I have tried to prove these three result,but I was confused here,so to make the question clear,I will not provide it here.The key point has been shown in the slice chart lemma:
$$\pi^{-1}(V_p) \to V_p\times \Bbb{R}^k \to \hat{V}_p\times \Bbb{R}^k$$
As we can see,it's not surprising that topology relation and smooth structure of $E|_S$ and $S$ are the same.Since it's built on structure of $S$.(vector bundle inherent the properties of base manifold)
The third one is obvious since $\pi$ is continuous and we know $E|_U = \pi^{-1}(U)$ so it's open in $E$.
The first one is also obvious,to see this just consider the inclusion map $i:E|_S \to E$ under coordinate representation.pick a $p \in S \subset M$ ,then the chart for $E|_S$ in the construction given by chart lemma is some $(\pi^{-1}(V),(\varphi\times\ id)\circ\Phi|_V)$ where($(V,\varphi)$ is some chart for $S$)
while chart for $E$ is $(\pi^{-1}(U),(\psi\times id)\circ \Phi)$ where ($(U,\psi)$ is some chart for $M$). under this chart $\hat{i}(p,v) = (p,v)$ in Euclidean space .so it's immersion.Which is also smooth map as we can see under coordinate.

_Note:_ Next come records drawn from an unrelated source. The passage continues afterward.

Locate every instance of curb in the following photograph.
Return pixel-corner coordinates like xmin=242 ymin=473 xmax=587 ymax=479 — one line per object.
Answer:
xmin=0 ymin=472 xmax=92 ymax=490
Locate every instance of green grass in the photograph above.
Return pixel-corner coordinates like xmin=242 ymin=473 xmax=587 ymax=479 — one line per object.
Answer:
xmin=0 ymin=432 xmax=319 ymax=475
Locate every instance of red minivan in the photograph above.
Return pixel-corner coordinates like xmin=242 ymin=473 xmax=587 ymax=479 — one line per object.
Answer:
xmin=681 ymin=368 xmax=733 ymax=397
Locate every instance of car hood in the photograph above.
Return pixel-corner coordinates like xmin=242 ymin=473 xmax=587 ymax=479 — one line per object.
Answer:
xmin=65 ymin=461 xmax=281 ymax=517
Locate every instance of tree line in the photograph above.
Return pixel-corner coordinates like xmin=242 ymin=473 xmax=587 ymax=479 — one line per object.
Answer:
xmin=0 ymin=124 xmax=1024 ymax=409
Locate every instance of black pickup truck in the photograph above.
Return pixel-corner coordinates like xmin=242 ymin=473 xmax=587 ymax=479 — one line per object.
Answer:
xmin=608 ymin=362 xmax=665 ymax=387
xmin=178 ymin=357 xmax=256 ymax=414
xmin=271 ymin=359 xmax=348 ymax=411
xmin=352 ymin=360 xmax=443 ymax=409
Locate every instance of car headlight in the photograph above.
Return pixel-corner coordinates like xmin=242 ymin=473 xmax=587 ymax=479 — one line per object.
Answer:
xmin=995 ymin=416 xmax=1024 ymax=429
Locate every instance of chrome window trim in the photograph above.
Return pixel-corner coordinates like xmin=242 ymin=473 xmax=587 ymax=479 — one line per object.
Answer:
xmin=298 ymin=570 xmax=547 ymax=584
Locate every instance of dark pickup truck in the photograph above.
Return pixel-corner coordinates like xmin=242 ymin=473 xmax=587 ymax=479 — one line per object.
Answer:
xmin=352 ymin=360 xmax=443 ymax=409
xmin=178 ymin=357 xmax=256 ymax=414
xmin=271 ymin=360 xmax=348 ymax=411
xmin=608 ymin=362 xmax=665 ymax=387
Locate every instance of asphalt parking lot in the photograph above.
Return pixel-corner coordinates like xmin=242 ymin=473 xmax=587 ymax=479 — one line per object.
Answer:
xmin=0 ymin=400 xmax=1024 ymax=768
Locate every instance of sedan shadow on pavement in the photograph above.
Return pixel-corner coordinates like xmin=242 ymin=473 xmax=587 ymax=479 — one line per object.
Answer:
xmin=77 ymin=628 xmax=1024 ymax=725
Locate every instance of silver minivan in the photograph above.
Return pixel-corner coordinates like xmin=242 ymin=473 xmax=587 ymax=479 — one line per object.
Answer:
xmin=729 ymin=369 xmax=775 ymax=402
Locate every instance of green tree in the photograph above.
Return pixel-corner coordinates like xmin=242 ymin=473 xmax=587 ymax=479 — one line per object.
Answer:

Finally ,for the second one ,we need to show that $E|_S$ has subspace topology.Recall in the slice chart lemma topology on $E|_S$ is given as :
$$\mathcal{B} = \{\cup_\alpha U_\alpha\mid U_\alpha \subset \pi^{-1}(V_\alpha)\text{ is open}\}$$
Such that $V_\alpha$ is some chart for $S$(the point is $V_\alpha $ is open in $S$ with subspace topology since $S$ has subspace topology).We can show $\mathcal{B}$ equals to subspace topology on $E|_S$ the detail is bit long,But it's rutine.